Terhadap pihak atau masyarakat yang memiliki memiliki aset berupa polis atau rekening saham di perusahaan yang terkait dengan perusahaan yang disita penyidik, Hari memastikan bahwa aset yang disita memiliki keterkaitan dalam perkara tersebut. Di sisi lain, masyarakat atau nasabah dapat melakukan upaya hukum berupa gugatan kepada perusahaan tersebut, bukan kepada Kejagung.
”Aset atau rekening yang diblokir Kejaksaan itu karena ada kaitannya dengan perkara Asuransi Jiwasraya. Kalau tidak ada kaitan, pasti tidak diblokir,” ujar Hari.
Aset atau rekening yang diblokir Kejaksaan itu karena ada kaitannya dengan perkara Asuransi Jiwasraya. Kalau tidak ada kaitan, pasti tidak diblokir.
Ketua Pusat Kajian Antikorupsi Fakultas Hukum Universitas Gadjah Mada (UGM) Oce Madril mengatakan, kasus pengelolaan dana investasi di PT Asuransi Jiwasraya (Persero) merupakan pencapaian yang luar biasa jika diukur dari sisi hukuman yang dijatuhkan. Sebab, hukuman seumur hidup adalah hukuman maksimal dalam tindak pidana korupsi.
”Jadi memang kasus ini sangat serius karena jumlah kerugian negara yang ditimbulkan luar biasa besar dan aktor yang terlibat bukanlah orang sembarangan. Lalu kasus ini juga berdimensi kepentingan publik karena banyak masyarakat yang dirugikan,” kata Oce.

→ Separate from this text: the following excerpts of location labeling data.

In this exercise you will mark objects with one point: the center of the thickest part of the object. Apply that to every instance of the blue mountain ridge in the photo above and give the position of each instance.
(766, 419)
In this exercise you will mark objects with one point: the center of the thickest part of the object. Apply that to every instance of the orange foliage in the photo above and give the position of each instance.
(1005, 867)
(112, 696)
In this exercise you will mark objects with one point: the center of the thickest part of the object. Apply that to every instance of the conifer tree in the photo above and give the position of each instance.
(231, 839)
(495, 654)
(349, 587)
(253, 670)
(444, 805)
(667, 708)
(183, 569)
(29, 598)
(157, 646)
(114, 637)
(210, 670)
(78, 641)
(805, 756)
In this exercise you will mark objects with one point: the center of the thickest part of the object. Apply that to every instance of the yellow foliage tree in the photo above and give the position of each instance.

Terkait dengan aset yang disita, menurut Oce, hal itu dilakukan karena memang ada kaitan dengan kasus itu atau terbukti sebagai hasil dari tindak pidana korupsi. Kemudian aset yang disita itu digunakan untuk mengganti kerugian negara.

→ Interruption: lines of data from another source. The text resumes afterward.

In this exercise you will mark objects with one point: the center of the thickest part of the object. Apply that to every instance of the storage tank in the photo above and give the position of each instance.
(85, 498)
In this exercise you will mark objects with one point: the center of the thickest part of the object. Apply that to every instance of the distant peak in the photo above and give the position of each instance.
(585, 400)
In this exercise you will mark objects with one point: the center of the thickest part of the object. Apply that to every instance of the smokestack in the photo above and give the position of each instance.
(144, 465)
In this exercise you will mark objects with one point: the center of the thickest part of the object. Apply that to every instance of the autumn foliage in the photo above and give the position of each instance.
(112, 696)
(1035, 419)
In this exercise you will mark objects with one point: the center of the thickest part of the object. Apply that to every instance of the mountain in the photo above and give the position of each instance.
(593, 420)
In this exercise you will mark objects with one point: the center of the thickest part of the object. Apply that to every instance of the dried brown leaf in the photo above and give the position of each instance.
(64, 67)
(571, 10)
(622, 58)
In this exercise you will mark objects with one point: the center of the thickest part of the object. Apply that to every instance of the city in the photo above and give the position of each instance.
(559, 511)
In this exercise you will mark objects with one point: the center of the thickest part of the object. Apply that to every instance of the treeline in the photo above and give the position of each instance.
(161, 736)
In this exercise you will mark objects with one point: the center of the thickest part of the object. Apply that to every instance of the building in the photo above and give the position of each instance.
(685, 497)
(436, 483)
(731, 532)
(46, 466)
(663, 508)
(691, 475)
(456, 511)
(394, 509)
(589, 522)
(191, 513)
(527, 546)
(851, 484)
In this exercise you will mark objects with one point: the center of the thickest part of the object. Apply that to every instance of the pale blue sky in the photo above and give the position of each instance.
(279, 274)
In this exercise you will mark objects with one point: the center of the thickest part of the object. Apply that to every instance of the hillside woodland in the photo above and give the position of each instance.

Meski demikian, ketika ada pihak ketiga atau masyarakat yang merasa aset yang merupakan haknya atau miliknya turut disita, jalan yang bisa ditempuh adalah melakukan gugatan perdata. ”Kalau ada orang atau pihak yang merasa ada haknya, seperti saham, maka bisa menempuh gugatan perdata. Putusan peradilan harus dilawan melalui jalur pengadilan juga,” ujar Oce.

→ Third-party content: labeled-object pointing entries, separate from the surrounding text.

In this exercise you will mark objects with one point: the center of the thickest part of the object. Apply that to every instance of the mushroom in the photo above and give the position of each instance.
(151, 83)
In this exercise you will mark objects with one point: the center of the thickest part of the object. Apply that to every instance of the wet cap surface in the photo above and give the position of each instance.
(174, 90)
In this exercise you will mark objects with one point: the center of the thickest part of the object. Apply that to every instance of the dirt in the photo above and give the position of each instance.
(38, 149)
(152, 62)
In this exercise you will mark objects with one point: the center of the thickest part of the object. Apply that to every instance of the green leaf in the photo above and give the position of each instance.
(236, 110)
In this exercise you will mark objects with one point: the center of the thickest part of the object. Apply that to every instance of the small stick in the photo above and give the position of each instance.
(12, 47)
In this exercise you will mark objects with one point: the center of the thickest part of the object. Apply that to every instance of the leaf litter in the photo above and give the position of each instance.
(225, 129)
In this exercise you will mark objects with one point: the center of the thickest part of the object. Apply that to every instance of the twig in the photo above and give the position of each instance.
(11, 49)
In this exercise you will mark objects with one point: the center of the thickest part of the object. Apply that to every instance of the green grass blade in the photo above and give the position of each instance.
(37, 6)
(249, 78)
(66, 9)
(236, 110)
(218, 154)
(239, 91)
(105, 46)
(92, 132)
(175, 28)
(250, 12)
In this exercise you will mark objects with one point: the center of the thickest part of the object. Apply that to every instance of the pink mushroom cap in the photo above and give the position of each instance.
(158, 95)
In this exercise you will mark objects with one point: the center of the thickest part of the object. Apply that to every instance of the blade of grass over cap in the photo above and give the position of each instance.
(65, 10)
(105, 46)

Menurut Oce, aset yang kemudian disita dan diserahkan ke negara dapat juga dipindahtangankan atau dihibahkan oleh Kementerian Keuangan kepada pihak lain. Namun, mekanisme itu rumit dan panjang karena dalam kasus ini antara kasus hukum dan hak mengenai aset itu saling terkait dan berbelit.
Protes rekening aset
Secara terpisah, Direktur Eksekutif Asosiasi Asuransi Jiwa Indonesia (AAJI) Togar Pasaribu mengatakan, dampak dari kasus tindak pidana korupsi pengelolaan dana investasi di PT Asuransi Jiwasraya (Persero) terhadap industri perasuransian tidak signifikan. Sebab, selain sampai saat ini terus terjadi penambahan pemegang polis baru, perusahaan-perusahaan asuransi tetap dapat membayar klaim nasabah.
Sebagai gambaran, pada 2018, total klaim yang dibayar mencapai Rp 121 triliun. Kemudian sepanjang 2019, total klaim yang telah dibayar sebesar Rp 140 triliun. Sementara pada semester I-2020, jumlah klaim yang dibayar telah mencapai Rp 64,5 triliun. Itu berarti pemegang polis tetap mendapatkan manfaat (benefit) dari perusahaan asuransi.
”Menurut kami, masyarakat sudah cukup paham bahwa ketika ada satu atau dua perusahaan asuransi bermasalah, bukan berarti semua bermasalah. Dengan demikian tidak terjadi rush (penarikan dana secara besar-besaran),” kata Togar.
Menurut kami, masyarakat sudah cukup paham bahwa ketika ada satu atau dua perusahaan asuransi bermasalah, bukan berarti semua bermasalah. Dengan demikian, tidak terjadi rush (penarikan dana secara besar-besaran).
Meski demikian, menurut Togar, terdapat sejumlah pemegang polis dari sebuah perusahaan asuransi yang rekening efeknya diblokir karena terkait kasus Asuransi Jiwasraya. Maka, bisa dipahami bahwa mereka pasti kecewa dan bingung.
Oleh karena itu, Togar berharap agar otoritas atau pihak yang berwenang memberikan penjelasan terkait situasi secara jelas kepada mereka. Penjelasan itu termasuk langkah hukum yang mesti ditempuh jika masalah tersebut memang harus diselesaikan lewat jalur hukum.
Sebelumnya, seusai sidang dengan agenda pembacaan vonis bagi Benny Tjokrosaputro dan Heru Hidayat, Senin (26/10) malam lalu, belasan orang yang mengaku adalah nasabah Wana Artha Life mencoba menghampiri majelis hakim serta jaksa penuntut umum. Mereka memprotes karena rekening aset mereka turut disita dalam kasus Asuransi Jiwasraya.